Probate litigator Stephen P. Heuston of Frese, Hansen, Anderson, Anderson, Heuston & Whitehead, P.A., in Melbourne, Florida, was on the winning side of Belanger v. Salvation Army, 2009 WL 223884 (11th Cir.(Fla.) Feb 02, 2009), a high-profile case that received a good amount of press (and I wrote about here and here).  I invited Mr. Heuston to share some of the lessons he drew from this case with the rest of us and he was kind enough to accept.

[Q]  Looking back, what strategic decisions did you make in this case that were particularly outcome determinative at the trial-court level? On appeal?

[A]  The plaintiffs chose to bring the action in Federal District Court so all argument was done by written pleadings. The order from the trial court was on The Salvation Army’s Motion to Dismiss, which was our first pleading filed. The point being there was very little strategic decision making due to how early we were in the process. On appeal The Salvation Army presented basically the same arguments as set forth in their Motion to Dismiss. Because the case presented an issue of first impression (the interpretation of Florida’s pay-on-death statute 655.82 as to whether a charity is a permissible beneficiary) the 11th Cir. Court of Appeals heard oral arguments. Arguments made by both parties were consistent with their written briefs.

[Q]  Do you think this case will have lasting repercussions in terms of how POD accounts are used in Florida or how charities do business in Florida?

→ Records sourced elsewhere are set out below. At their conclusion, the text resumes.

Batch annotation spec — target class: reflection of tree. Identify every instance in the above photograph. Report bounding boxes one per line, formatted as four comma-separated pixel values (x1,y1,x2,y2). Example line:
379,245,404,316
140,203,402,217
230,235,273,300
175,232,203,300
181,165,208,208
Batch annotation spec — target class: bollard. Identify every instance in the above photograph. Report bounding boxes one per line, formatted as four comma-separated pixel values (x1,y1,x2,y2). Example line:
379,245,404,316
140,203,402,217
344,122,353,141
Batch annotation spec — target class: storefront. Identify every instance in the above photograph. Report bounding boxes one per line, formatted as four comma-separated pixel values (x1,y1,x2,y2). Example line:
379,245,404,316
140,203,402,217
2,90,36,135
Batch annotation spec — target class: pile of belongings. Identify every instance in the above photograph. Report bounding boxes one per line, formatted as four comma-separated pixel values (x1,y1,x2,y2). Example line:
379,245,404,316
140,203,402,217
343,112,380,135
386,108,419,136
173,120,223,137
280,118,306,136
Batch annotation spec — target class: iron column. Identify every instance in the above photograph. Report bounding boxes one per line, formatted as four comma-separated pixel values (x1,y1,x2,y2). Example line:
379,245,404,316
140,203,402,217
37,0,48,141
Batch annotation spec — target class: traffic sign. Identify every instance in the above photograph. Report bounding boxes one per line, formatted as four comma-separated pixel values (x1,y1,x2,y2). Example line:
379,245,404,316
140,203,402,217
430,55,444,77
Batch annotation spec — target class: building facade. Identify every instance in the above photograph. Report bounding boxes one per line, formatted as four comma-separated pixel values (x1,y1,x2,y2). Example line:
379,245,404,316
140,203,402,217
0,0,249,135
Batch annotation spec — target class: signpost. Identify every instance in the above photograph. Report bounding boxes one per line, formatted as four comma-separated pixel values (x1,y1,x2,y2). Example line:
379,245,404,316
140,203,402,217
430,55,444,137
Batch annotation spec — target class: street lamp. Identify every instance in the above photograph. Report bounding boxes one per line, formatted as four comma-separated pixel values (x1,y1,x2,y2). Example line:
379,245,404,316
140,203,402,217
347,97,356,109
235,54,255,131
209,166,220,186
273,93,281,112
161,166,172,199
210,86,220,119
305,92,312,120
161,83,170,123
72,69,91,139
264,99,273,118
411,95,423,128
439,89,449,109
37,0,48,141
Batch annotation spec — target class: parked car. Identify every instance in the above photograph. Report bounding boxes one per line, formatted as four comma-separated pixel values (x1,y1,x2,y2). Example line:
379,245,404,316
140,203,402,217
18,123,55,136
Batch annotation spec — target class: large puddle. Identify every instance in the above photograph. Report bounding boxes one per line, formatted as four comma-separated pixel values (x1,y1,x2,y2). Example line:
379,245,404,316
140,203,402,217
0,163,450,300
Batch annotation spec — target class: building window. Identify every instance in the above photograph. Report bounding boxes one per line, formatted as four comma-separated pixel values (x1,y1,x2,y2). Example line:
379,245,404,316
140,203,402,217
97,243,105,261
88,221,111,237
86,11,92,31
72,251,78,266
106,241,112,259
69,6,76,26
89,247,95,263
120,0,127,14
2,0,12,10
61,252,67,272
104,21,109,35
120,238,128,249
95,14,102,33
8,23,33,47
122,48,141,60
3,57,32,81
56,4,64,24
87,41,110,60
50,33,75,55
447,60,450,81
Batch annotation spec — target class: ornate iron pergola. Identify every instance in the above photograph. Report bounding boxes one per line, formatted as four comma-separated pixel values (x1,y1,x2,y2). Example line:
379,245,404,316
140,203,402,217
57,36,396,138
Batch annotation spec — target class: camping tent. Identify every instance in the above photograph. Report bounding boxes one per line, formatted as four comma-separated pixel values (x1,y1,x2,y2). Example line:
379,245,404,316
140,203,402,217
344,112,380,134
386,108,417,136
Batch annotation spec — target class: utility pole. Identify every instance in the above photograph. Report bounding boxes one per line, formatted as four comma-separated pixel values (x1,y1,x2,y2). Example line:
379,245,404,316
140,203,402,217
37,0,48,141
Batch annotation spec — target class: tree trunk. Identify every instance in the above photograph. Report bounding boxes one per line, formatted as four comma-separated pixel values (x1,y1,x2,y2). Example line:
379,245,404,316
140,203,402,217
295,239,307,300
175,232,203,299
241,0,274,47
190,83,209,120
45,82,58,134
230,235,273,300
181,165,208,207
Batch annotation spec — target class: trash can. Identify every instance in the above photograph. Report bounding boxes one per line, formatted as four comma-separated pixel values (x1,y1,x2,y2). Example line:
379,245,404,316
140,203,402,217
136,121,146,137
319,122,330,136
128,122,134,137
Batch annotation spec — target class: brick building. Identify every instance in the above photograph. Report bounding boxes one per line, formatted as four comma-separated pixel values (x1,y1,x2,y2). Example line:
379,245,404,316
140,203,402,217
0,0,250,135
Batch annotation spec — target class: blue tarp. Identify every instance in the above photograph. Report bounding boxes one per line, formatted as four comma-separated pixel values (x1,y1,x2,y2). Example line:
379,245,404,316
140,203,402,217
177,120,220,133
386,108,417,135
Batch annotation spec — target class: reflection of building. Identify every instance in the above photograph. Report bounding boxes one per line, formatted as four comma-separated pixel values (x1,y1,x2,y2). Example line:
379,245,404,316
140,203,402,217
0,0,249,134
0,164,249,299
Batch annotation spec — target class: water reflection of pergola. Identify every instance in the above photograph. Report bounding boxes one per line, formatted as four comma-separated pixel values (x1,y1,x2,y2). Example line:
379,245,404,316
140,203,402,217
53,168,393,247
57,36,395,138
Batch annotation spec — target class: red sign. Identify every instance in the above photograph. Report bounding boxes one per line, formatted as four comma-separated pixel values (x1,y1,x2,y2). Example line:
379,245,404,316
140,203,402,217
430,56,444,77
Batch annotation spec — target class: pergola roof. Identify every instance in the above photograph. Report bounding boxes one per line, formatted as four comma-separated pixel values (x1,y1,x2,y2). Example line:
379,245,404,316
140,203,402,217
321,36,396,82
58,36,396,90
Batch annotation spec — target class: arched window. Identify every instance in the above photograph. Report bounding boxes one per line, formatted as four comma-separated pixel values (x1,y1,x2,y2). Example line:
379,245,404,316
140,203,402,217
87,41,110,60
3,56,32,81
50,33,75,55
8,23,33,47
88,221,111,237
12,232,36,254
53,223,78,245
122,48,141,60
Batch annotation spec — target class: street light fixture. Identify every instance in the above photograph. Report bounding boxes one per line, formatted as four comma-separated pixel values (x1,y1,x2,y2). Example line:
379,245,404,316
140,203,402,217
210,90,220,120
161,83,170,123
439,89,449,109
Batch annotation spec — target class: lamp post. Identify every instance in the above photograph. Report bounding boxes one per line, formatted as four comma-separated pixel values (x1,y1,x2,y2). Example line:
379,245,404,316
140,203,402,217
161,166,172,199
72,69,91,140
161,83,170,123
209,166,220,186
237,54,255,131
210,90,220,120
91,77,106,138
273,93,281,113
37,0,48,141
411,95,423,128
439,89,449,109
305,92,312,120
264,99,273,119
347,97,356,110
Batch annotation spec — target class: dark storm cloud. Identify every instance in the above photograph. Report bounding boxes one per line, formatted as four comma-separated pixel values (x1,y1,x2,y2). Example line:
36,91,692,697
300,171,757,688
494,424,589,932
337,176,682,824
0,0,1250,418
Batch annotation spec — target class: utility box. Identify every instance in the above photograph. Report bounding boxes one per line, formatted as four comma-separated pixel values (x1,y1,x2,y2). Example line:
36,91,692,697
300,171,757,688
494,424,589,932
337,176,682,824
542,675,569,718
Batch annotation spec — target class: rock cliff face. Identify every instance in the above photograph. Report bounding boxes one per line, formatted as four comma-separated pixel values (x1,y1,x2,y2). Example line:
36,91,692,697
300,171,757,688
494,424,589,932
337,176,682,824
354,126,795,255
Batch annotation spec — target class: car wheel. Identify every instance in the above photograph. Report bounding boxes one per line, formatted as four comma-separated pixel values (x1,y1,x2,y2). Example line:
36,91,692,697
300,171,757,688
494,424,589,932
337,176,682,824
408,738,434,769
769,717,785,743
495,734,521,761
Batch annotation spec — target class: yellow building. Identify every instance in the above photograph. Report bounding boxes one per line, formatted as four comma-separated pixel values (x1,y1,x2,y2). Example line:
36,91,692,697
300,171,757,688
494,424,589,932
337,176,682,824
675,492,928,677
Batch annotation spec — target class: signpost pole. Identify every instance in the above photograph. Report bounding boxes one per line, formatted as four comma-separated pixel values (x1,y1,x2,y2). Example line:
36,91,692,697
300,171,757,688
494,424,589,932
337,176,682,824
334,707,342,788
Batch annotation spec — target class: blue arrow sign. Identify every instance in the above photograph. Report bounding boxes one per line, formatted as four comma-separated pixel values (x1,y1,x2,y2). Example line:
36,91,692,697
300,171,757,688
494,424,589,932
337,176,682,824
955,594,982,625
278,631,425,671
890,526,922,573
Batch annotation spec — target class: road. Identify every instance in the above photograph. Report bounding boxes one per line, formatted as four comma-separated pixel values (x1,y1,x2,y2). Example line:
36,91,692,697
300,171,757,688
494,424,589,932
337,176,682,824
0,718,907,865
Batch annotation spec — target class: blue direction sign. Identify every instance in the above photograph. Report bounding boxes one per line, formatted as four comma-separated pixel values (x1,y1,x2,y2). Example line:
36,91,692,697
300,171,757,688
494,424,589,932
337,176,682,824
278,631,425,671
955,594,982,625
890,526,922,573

[A]  Very much so. I had many charities and the Florida Bankers Association and the International Florida Bankers Association who were following this case closely. Charities were obviously concerned because this was an inexpensive means for donors to make gifts at death. There are no legal fees or other transaction costs to set up a POD account naming a charity as a beneficiary on a bank account. There are no records kept on how much money is transferred to charities by means of POD accounts but I have been told by several charities that if donors were not able to use POD accounts to name a charity that it would have a significant negative impact on charitable fundraising. Additionally, the banks were concerned because if Florida law was interpreted to have not allowed charities to be a permissible POD beneficiary the banks were concerned about liability for having paid out to charitable POD beneficiaries since the Florida POD statute became effective in 1995. Additionally, the Florida statute was derived from the Uniform Nonprobate Transfers on Death Act, which has been adopted in some version by 48 states. A negative interpretation of the Florida statute could have had an impact on similar statutes in other states, possibly impeding this popular form of charitable giving in other states.

[Q]  From your perspective as probate litigator, do you think there’s anything that could have been done in terms of estate planning to avoid this litigation or at least mitigate its financial impact? 

[A]  Difficult to say. A similar bequest by will or trust would have been more costly to set up and could have still been challenged on other grounds by the decedent’s children. One possibility would have been for the decedent, Mr. Belanger, to explain to his two children that is was his intent to leave the POD bequest to the charity and explain why he was doing so. Many challenges to bequests to charities result from the shock to the children who were unaware of their parents charitable intent. Many children in those situations feel hurt and become suspicious of the charity and its involvement in procuring the bequest. If the parent can explain to the children the purpose and reasoning for the charitable gift then this can often times eliminate or at least reduce the hurt that might otherwise result from finding out only after the parent has died.

[Q]  Any final words of wisdom for probate lawyers of the world based on what you learned in this case?

[A]  When representing charitable organizations the probate litigation attorney should advise the charity to not be intimidated by the legal process. If the facts and law favor the interest of the charity then the charity should do a cost-benefit analysis to determine if defending their interest and upholding the intent of the donor is justified. If it is justified then the charity should persevere during the legal proceeding and continue for as long as it makes economic sense. It is often times left to the charity to defend the charitable intent of the decedent. There are many in the probate process or trust administration who may attempt to frustrate the intent of the decedent, e.g. disgruntled children or other family members, and it is often advisable for the charity to defend against legal actions that impede the decedent’s charitable intent.